Measured on CIFAR10, wall-clock time per epoch: ETP (10.8 ± 0.1 s), BNN (8.2 ± 0.1 s), EDL (8.6 ± 0.1 s), ENP (9.5 ± 0.2 s). ETP incurs a ~14% overhead versus the next-closest baseline (ENP), a modest cost relative to the consistent gain across all three calibration axes.

Conclusion

  • Total Calibration formalized: Model misfit, class overlap, and domain mismatch are defined as three formally distinct uncertainty types, each with a designated metric (NLL, ECE, AUROC), providing a rigorous evaluation protocol for uncertainty-aware classifiers.
  • CBM as a unifying theory: The Complete Bayesian Model framework shows analytically that a model combining a global (PBM-style) and a local (EBM-style) random variable inherits the favorable uncertainty decomposition of each, a strictly necessary structure for total calibration.
  • Turing Process as a practical realization: The external memory mechanism accumulates uncertainty evidence during training without requiring a context set at test time, making ETP suitable for standard (non-meta-learning) classification pipelines.
  • Unique simultaneous performance: ETP is the only method among all compared approaches that consistently ranks among top performers on all three calibration metrics across all five real-world datasets.
  • Corruption robustness: The ECE advantage holds under 19 types of data corruption at five severity levels, confirming that ETP’s calibration improvements reflect a genuine improvement in uncertainty structure rather than overfitting to clean-domain statistics.

References

  1. Kandemir, M., Akgül, A., Haussmann, M., & Unal, G. (2022).
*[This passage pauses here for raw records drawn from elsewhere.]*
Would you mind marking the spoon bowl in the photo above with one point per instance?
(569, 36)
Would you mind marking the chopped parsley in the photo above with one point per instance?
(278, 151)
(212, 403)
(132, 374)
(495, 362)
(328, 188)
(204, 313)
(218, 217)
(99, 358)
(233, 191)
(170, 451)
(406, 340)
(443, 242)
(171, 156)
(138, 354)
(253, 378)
Evidential Turing Processes. International Conference on Learning Representations (ICLR 2022). Code
  2. Graves, A., Wayne, G., & Danihelka, I. (2014). Neural Turing Machines. arXiv:1410.5401.
  3. Garnelo, M., Rosenbaum, D., Maddison, C. J., Ramalho, T., Saxton, D., Shanahan, M., Teh, Y. W., Rezende, D. J., & Eslami, S. M. A. (2018). Neural Processes. ICML Workshop on Theoretical Foundations and Applications of Deep Generative Models.
  4. Kim, H., Mnih, A., Schwarz, J., Garnelo, M., Eslami, S. M. A., Rosenbaum, D., Vinyals, O., & Teh, Y. W. (2019). Attentive Neural Processes. ICLR 2019.
  5. Sensoy, M., Kaplan, L., & Kandemir, M. (2018). Evidential Deep Learning to Quantify Classification Uncertainty. NeurIPS 2018.
  6. Malinin, A., & Gales, M. (2018). Predictive Uncertainty Estimation via Prior Networks. NeurIPS 2018.
  7. Hendrycks, D., & Dietterich, T. (2019). Benchmarking Neural Network Robustness to Common Corruptions and Perturbations. ICLR 2019.